How developed is PNG’s timber industry? What is its potential as an economic driver?
JAMES LAU: The industry is a very significant part of PNG’s economy. It contributes 2% to GDP, makes up 5% of exports and employs 10,000 people. It has a significant impact in rural areas, where employment opportunities are scarce and infrastructure spending by timber companies for health or education facilities and roads can outstrip government spending. It has enormous potential as an economic driver if resources are managed sustainably. China is now generally recognised as the global manufacturing centre for timber products. PNG’s proximity to China makes it an ideal exporter to this market and other importing countries in the region. Output from PNG’s timber industry could be two to three times the current level, which would significantly add to the manufacturing sector.
What are the key export markets for timber, and how will they evolve over the next few years?
LAU: The key export markets are China, South Korea and Australia. There is the threat of a global downturn that will push demand down, but growth prospects for all three markets are solid compared with Europe or the US. How these markets will evolve for PNG exporters is dependent on demand and familiarity with our products. In China, demand has not dropped and growth is expected to continue. Chinese importers are also now very familiar with our products. If both of these trends continue, China will remain a major market both for us and for other businesses in PNG.
How fierce is the competition within the timber industry in PNG, and are we likely to see more international firms entering the market?

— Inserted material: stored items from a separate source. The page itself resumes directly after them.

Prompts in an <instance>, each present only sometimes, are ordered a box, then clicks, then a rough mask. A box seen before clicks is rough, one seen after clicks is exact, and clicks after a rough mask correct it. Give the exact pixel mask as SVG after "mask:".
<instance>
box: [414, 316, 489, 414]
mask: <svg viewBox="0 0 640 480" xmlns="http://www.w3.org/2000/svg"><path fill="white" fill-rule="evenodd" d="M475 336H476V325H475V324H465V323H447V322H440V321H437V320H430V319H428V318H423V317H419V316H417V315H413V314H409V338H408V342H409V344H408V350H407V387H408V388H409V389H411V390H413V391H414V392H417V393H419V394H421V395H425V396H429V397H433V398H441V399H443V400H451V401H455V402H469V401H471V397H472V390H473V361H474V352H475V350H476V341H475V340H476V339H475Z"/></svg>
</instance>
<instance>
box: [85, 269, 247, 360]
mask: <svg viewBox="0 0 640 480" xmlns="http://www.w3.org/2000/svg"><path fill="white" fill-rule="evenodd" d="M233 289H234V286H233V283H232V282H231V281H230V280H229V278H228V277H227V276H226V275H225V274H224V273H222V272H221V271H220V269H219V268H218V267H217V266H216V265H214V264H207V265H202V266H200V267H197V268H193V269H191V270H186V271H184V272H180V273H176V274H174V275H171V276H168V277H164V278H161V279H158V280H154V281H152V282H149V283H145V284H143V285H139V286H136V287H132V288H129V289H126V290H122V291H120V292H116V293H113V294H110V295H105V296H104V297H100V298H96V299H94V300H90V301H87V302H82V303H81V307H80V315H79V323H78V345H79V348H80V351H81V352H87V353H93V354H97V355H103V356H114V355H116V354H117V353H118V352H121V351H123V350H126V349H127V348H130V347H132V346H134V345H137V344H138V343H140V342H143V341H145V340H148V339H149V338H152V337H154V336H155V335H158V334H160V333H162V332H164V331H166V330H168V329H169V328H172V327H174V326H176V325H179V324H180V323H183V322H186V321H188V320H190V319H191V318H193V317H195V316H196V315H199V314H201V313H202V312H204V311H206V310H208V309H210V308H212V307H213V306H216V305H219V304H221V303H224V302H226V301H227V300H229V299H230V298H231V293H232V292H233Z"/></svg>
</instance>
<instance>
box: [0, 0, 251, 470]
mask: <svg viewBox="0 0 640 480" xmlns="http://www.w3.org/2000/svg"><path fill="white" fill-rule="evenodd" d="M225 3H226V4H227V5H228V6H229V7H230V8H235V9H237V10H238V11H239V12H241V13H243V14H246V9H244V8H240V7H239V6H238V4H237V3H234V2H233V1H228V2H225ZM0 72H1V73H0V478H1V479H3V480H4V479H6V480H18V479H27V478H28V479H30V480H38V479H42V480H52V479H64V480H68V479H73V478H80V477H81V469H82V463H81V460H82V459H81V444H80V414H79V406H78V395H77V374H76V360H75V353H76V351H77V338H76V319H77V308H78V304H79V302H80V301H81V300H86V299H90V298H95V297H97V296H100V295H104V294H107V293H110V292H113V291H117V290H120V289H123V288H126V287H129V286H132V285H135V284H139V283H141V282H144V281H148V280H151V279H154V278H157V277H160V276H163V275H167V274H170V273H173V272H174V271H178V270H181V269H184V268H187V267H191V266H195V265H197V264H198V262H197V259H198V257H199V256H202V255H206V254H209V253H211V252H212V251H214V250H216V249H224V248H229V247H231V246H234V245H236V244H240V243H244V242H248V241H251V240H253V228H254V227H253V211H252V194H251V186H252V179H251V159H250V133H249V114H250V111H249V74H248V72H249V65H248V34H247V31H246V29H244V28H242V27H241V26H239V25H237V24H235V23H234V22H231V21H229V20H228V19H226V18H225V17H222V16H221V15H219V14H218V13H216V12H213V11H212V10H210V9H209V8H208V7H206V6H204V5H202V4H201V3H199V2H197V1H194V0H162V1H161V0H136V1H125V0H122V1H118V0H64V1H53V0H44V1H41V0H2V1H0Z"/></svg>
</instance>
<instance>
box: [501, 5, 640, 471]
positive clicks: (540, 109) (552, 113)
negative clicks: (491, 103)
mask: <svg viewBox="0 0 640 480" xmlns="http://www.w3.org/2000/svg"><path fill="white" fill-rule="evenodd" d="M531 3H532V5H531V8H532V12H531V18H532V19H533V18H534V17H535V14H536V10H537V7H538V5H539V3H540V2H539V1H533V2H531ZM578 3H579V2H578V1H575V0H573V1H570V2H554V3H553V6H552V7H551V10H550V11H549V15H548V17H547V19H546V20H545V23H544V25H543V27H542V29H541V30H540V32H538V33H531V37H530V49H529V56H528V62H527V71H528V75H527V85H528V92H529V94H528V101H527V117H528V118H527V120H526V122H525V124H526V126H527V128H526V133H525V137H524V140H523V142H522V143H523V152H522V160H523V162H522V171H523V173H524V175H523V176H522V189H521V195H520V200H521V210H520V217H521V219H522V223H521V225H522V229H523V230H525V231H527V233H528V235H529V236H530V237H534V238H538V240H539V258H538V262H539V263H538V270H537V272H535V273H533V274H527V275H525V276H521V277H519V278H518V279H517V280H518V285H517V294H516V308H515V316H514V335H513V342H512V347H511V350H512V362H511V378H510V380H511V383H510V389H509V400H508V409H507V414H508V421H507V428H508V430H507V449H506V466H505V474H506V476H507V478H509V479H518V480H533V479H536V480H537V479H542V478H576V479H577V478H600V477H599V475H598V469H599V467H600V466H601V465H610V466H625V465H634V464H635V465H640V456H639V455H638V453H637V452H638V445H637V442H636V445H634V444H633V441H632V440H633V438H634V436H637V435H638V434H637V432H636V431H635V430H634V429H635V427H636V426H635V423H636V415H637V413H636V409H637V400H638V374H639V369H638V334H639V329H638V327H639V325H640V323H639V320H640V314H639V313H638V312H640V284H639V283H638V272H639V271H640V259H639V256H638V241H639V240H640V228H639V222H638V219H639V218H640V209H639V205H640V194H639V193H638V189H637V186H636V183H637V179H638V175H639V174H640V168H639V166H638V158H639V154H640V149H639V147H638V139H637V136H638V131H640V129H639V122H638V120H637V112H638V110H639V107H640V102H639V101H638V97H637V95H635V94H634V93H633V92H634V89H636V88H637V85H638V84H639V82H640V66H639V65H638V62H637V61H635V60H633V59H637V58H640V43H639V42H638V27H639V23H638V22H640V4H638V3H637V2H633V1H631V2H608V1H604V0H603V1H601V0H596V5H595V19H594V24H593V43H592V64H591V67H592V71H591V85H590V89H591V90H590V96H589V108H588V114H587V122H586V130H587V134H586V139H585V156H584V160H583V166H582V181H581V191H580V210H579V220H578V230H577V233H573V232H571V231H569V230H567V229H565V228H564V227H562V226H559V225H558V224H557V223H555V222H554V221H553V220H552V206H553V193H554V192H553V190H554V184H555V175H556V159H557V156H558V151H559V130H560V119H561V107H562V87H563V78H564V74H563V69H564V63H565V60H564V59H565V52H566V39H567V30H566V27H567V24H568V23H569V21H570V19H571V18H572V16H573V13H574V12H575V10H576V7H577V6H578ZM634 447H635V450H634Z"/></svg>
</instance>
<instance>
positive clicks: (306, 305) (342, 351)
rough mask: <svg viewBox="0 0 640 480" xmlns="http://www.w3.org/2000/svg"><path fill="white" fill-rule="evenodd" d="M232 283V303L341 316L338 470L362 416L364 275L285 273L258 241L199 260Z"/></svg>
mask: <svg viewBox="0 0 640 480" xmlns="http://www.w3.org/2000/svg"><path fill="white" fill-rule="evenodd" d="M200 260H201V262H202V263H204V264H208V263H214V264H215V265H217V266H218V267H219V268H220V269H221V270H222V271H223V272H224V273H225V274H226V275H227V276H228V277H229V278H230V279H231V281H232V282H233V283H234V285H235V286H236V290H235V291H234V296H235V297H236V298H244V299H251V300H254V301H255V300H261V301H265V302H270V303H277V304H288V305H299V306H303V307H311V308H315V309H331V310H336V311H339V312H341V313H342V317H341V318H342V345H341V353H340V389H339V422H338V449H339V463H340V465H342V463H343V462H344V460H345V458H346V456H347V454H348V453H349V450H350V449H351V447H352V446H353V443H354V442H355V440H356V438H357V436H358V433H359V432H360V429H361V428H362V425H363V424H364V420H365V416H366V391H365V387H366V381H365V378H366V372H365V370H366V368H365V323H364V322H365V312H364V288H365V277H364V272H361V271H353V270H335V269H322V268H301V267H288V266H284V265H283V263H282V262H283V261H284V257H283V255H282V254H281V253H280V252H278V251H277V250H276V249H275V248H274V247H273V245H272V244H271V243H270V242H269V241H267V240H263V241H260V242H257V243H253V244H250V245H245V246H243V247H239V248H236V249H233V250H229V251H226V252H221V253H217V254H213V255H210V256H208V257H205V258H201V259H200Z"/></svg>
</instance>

LAU: The difficulty for timber firms in the past has been making their operations profitable. This is why a lot of Australian and Japanese firms pulled out of PNG in the early 1990s. There is always competition for timber resources between firms, but there is less competition in manufacturing and processing. This is where Rimbunan Hijau has a competitive advantage over other companies. Demand for both raw and processed timber products is still strong, so it is possible that other firms will enter the market, and competition is always a good thing. Most of the projects are remote and the operators have contractual obligations to establish social infrastructure, such as health and education facilities. Infrastructure development obligations are negotiated during the project tender and reflected in the timber permits.
How evolved is downstream activity in the timber industry, and what areas of opportunity are there?
LAU: Both industry and the government have been moving towards increasing the level of timber manufacturing. However, downstream processing is underdeveloped and there are still many opportunities in the domestic market. Internationally, it is difficult to compete with Malaysia and China, where processing and manufacturing is more efficient. Recovery rates for inputs in PNG average 40%; in China and Malaysia they are up to 80%. Infrastructure is still a major barrier to making processing industries more efficient.
How challenging are the land ownership issues for foreign investors to negotiate?
LAU: There are always challenges for the private sector. What makes PNG different from other countries is that most forested land is not state owned, and there is little or no formal land titling. With a few exceptions, you cannot find the owner of a piece of land and offer money for it. All sectors place different demands on developers, but it ultimately comes down to negotiating with a large group of people rather than with an individual or single business entity. This requires patience and acceptance that consulting with landowners is a rolling process with many challenges. This applies to all resource extraction sectors, from forestry and agriculture through to mining.